Every session I do ends the same way. You come out of the treatment room dressed and getting your bearings, and I ask: “What feels better? Has the pain improved? How much better?” It’s not small talk. It’s not a formality. It’s the most important moment of the session — and most people aren’t ready for it the first time.

Why the question matters

Most people walk through life disconnected from what their body is telling them. Not because they don’t care, but because few of us were taught how to listen. Pain gets their attention. Everything else gets filed under “fine.” When I ask how you feel after a session, I’m asking you to do something specific: compare this moment to an hour ago. What changed? What’s different? Where was the tension, and is it still there?

The first time I ask, most people say something like “good” or “so much better.” That’s fine as a starting point. But it doesn’t tell either of us much. So I press. Can you be more specific? Where was the pain when you walked in? Is it still there? Does your shoulder feel different from when you got here? Can you turn your head further than you could an hour ago?

The goal isn’t for you to say the right thing. It’s for you to notice the right things.

Building a vocabulary for your own body

Here’s what happens over the first few sessions. The answers get more specific. Instead of “I feel great,” it becomes “My right shoulder sits lower now — it was up by my ear when I walked in.” Instead of “much better,” it becomes “The pulling sensation behind my knee is gone, but I can still feel tightness in my hamstring.” That specificity isn’t just useful for me. It’s useful for you. Because once you can describe what your body is doing, you can start catching problems earlier — before they turn into the kind of pain that brings you through my door in the first place.

You don’t need medical terminology. You don’t need to know the name of the muscle. “That thing that was pulling when I looked left isn’t pulling anymore” tells me exactly what I need to know. The point isn’t clinical precision. The point is awareness.

Why I don’t let “good” slide

If someone says “I feel good” and can’t tell me anything more specific, I don’t move on. Not because I’m trying to put them on the spot. Because if you can’t tell me what changed, you won’t notice when it changes back. And if you don’t notice when it changes back, you’ll wait until it’s a problem again before you do anything about it.

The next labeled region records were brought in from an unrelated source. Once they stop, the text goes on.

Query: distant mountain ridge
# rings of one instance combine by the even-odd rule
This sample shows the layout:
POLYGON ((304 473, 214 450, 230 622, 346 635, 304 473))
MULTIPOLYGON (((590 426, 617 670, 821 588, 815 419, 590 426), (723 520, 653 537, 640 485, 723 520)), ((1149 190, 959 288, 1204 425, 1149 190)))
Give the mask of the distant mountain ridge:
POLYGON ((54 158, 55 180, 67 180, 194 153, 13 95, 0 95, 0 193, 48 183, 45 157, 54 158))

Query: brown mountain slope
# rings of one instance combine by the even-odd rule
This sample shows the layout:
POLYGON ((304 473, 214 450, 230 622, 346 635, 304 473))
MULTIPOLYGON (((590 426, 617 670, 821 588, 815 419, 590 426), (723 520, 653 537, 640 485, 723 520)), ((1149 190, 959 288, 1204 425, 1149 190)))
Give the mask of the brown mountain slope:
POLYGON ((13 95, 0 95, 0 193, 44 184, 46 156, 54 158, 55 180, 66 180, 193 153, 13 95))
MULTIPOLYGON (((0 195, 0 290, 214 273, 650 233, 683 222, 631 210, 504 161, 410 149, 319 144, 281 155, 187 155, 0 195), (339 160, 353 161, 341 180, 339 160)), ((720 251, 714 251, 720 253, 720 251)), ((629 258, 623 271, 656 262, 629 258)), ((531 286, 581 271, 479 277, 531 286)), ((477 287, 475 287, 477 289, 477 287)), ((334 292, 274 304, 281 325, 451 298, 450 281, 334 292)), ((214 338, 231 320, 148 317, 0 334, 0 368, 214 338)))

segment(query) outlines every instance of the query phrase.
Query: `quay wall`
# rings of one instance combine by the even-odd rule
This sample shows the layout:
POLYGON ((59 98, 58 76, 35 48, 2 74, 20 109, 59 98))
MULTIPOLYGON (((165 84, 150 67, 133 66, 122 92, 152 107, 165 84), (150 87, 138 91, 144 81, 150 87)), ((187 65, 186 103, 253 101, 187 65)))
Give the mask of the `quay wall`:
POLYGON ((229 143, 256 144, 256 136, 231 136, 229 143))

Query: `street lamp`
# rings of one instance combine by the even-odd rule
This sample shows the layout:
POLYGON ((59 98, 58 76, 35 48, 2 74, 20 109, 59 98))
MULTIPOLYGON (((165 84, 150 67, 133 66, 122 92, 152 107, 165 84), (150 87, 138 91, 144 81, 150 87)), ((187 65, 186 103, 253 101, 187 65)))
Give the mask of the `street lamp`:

The whole point of the work I do is to help you take ownership of your body. That means paying attention. It means knowing what “good” actually feels like in specific terms so you can recognize when you’re drifting away from it. It means understanding the difference between “my back is fine” and “my back feels open and my hips are sitting level.” One is a guess. The other is information you can act on.

What this looks like over time

The clients who do best — the ones who recover from chronic patterns and stay recovered — are the ones who develop this awareness. They start coming in and telling me things like: “My right hip has been tighter this week. I think it’s because I’ve been sitting at a different desk.” Or: “My shoulders feel good but my forearms are locked up — I’ve been gripping during deadlifts.” They’re not waiting for me to find the problem. They’re bringing me information I can use immediately.

That’s the shift. You go from being a passenger — hoping someone else will figure out what’s wrong — to being an active participant in your own recovery. You know your body. You know what normal feels like. And when something deviates from that, you catch it early.

The check-in is the practice

I could do excellent technical work on someone for an hour and send them home without this conversation. The tissue work would still be valuable. But something would be missing. Because the session isn’t just about what happens during the hour. It’s about what happens between sessions — and that depends on whether you’re paying attention.

So when I ask you how you feel, take a second. Don’t reach for “good.” Close your eyes if you need to. Move your shoulders. Turn your head. Notice what’s different. Then tell me. That’s where the real work starts.